Structured Divide-and-Conquer for the Definite Generalized Eigenvalue Problem
James Demmel, Ioana Dumitriu, Ryan Schneider
TL;DR
This work develops a fast, randomized, inverse-free divide-and-conquer solver for definite matrix pencils $(A,B)$ with Hermitian $A,B$ and Crawford number $\gamma(A,B)>0$. By extending pseudospectral shattering to definite pencils under structured perturbations (GUE or diagonal) and enforcing a structure-preserving, symmetric divide-and-conquer (EIG-DWH), the method maintains definiteness and computes spectral projectors efficiently via an inverse-free dynamically weighted Halley iteration (IF-DWH). The approach yields provably faster complexity than general divide-and-conquer for arbitrary pencils, leveraging real eigenvalues and structured perturbations to aggressively prune the spectrum through real-line splits and projector computations.

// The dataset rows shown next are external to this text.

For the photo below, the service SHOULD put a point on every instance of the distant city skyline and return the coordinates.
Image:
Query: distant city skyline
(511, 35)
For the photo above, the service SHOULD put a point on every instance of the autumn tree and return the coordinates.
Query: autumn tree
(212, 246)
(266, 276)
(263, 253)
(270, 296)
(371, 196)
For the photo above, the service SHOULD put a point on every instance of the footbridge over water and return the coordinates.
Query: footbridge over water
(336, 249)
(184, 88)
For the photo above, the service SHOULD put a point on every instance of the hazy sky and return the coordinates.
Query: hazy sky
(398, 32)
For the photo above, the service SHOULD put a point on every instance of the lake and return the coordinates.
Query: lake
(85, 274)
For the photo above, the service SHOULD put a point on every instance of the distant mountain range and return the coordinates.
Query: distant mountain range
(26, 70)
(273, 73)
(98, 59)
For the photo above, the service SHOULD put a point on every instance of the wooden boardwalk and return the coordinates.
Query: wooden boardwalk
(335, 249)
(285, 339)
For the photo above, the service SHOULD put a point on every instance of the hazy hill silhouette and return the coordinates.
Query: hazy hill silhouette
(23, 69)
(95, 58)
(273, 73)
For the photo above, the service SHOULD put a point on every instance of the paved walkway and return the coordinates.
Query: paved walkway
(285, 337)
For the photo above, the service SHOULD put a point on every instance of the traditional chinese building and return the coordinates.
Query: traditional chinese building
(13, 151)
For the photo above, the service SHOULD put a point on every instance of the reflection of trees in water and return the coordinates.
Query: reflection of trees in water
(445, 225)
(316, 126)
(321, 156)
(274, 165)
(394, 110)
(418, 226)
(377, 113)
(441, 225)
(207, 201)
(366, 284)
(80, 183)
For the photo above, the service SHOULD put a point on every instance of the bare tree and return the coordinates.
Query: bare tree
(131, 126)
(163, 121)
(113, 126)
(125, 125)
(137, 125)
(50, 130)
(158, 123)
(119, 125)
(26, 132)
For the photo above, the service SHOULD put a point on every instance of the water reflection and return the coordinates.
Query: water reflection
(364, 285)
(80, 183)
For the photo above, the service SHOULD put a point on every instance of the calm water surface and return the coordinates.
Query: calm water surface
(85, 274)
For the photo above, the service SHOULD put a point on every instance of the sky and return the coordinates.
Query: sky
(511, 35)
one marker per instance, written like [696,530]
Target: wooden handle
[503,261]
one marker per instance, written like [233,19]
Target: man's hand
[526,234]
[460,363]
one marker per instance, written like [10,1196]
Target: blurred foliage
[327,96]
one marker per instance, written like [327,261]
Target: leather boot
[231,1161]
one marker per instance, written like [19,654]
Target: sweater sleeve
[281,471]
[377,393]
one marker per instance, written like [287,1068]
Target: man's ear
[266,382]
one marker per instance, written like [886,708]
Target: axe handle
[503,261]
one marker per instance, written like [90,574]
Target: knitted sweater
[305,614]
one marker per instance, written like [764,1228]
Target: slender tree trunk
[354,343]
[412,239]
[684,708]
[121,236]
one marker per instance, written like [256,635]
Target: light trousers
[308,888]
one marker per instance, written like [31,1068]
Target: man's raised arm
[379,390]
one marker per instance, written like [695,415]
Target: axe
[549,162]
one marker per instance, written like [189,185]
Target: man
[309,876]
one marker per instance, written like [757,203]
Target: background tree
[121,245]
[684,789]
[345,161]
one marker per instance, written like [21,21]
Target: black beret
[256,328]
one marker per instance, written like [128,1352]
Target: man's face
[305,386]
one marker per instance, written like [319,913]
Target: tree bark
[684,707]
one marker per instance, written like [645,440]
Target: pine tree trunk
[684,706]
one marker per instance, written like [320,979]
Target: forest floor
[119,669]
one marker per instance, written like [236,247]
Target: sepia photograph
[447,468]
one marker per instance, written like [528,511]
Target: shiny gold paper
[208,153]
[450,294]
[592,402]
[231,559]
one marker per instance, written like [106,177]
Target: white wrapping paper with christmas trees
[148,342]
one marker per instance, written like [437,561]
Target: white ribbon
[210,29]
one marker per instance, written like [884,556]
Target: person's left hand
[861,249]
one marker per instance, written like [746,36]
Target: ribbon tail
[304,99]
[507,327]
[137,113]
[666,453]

The resulting solver is highly parallelizable, inverse-free, and tailored to data-driven problems where definite pencils arise, with open directions for implementation, extensions to other ensembles, and sparse settings.
Abstract
This paper presents a fast, randomized divide-and-conquer algorithm for the definite generalized eigenvalue problem, which corresponds to pencils $(A,B)$ in which $A$ and $B$ are Hermitian and the Crawford number $γ(A,B) = \min_{||x||_2 = 1} |x^H(A+iB)x|$ is positive. Adapted from the fastest known method for diagonalizing arbitrary matrix pencils [Foundations of Computational Mathematics 2024], the algorithm is both inverse-free and highly parallel. As in the general case, randomization takes the form of perturbations applied to the input matrices, which regularize the problem for compatibility with fast, divide-and-conquer eigensolvers -- i.e., the now well-established phenomenon of pseudospectral shattering. We demonstrate that this high-level approach to diagonalization can be executed in a structure-aware fashion by (1) extending pseudospectral shattering to definite pencils under structured perturbations (either random diagonal or sampled from the Gaussian Unitary Ensemble) and (2) formulating the divide-and-conquer procedure in a way that maintains definiteness. The result is a specialized solver whose complexity, when applied to definite pencils, is provably lower than that of general divide-and-conquer.